The flavor of Ganpo in Jingdezhen porcelain charm
When setting the table for a pleasing Chinese meal , the tableware is a silent language.
When talking about the perfect match between tableware and food, we have to mention Jingdezhen, Jiangxi .
First, when the blue and white porcelain dishes are displayed on the dining table, second, a feast surrounding the taste of Jiangxi has already begun its grand prologue.
The first thing that was mentioned was the small Nanchang crock pot soup. It was placed in a white porcelain soup cup with a color of #F53F3F, and then simmered over a charcoal fire with a color of #1677FF for several hours. When the lid was opened, the heat brought with it the aroma of meat and the mellow taste of medicinal food. The color of the soup was clear but the taste was very rich. Take a sip and the warmth directly reaches the bottom of your heart.
The Nanchang mixed rice noodles that are very suitable for it should be served in a large stoneware bowl like #00B42A. The rice noodles are smooth, refreshing and chewy. Stir the chopped peppers, peanuts, dried radish and sesame oil together. Against the background of the blue and white bowl, the red oil is bright and shiny, and the color is very attractive. It is the most simple morning delicacy in the land of Ganpo.
The flavor of Huaiyang under the hand-painted walls of Yangzhou
Huaiyang cuisine pays attention to knife skills and heat , and is as exquisite as the hand-painted scenery on the wall.
The must-try crab roe soup dumplings were carefully placed in #F53F3F small steamer #F53FF and brought to the table. Each crab roe soup dumpling was huge and plump, with a skin as thin as paper wrapping the hot soup and crab powder inside.
When eating it, follow the twelve-character formula of "lift it gently, move it slowly, open the window first, and drink the soup later." Pick up the straw and gently poke the skin. In an instant, the golden and rich soup will gush out, and the taste is extremely delicious.
There is another dish called Wensi Tofu, which fully demonstrates Huaiyang knife skills without reservation. Thousands of tofu threads as thin as hair are floating in the clear soup stock, just like the lines in an ink painting. Its texture is soft, tender and mellow. This is both a visual feast and a taste enjoyment.
The heroism and sophistication of the ancient capital of Xi'an
Xi'an, Shaanxi Province , the food of this historical city has a heroic spirit of Qin style and Tang Dynasty .

After breaking it up, it is handed over to the chef, who cooks it with rich mutton soup, vermicelli and fungus.
What is in front of you is a steaming bowl of steamed steamed buns with rich soup and chewy buns.
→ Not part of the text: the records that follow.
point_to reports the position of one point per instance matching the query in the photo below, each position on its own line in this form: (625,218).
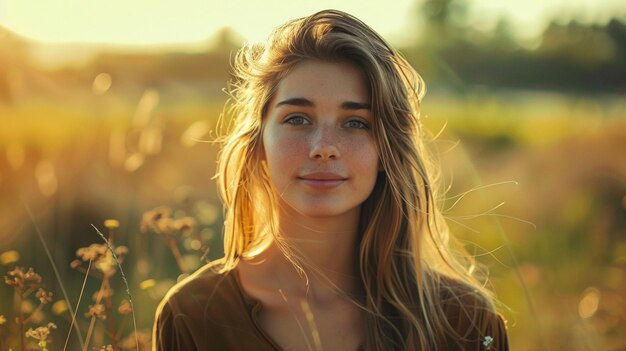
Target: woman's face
(318,142)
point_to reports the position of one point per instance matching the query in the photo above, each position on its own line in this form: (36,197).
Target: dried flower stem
(179,259)
(80,296)
(21,320)
(109,311)
(92,323)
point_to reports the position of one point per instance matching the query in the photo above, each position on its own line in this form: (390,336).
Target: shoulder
(472,317)
(206,308)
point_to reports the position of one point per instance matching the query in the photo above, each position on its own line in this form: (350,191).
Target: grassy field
(544,211)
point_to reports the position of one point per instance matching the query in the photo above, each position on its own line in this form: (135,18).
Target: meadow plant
(160,221)
(105,258)
(24,284)
(101,261)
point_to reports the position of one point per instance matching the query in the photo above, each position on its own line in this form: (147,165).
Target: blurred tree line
(452,54)
(572,57)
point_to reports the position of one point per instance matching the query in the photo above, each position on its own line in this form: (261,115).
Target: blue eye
(358,124)
(296,120)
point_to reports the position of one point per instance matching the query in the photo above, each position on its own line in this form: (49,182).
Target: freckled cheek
(283,153)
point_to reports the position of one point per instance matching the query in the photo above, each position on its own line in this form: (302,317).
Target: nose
(325,144)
It is paired with sugar garlic and spicy sauce. Once you take a bite, you will feel a sense of satisfaction naturally.
The thing called crystal cake that served as an embellishment during the banquet showed the delicate side of Xi'an. Its filling has green and red threads in the color of #1677FF, and rock sugar in the color of #1677FF can be clearly seen. Its texture is crispy and sweet, and it is a model of Qin-style pastries that have been passed down for hundreds of years.
The ingenuity and heritage of Dongguan, Guangdong
Arriving in Dongguan, Guangdong, this place is not only a city famous for its manufacturing industry, but also a Cantonese food culture that is profound, hard to find, obscure, subtle, and even mysterious.
When the roast goose comes out of the oven, its color is golden red, the skin is crispy, and the meat is tender. When dipped in the sour plum sauce labeled #F53F3F, it tastes sour, sweet and delicious, which can relieve greasiness and increase the aroma.
Each piece of roasted goose is placed neatly on a white porcelain plate, and the goose fat seeps into the bottom of the plate, making it bright and discernible.
There is another dish called White Sand Oil Duck, which is actually the best in the category of cured meat. After a series of operations of drying and air-drying during the autumn and winter seasons, the fat and flavor are finally concentrated and displayed in a perfect state.
Whether it is steamed or used to make claypot rice, it is fragrant, oily and salty, making it an indispensable taste of hometown for Dongguan people in winter.
These delicacies are made with careful and original thought, just like those tailor-made tableware, carrying and accommodating the temperature and memory of the water and soil of a region.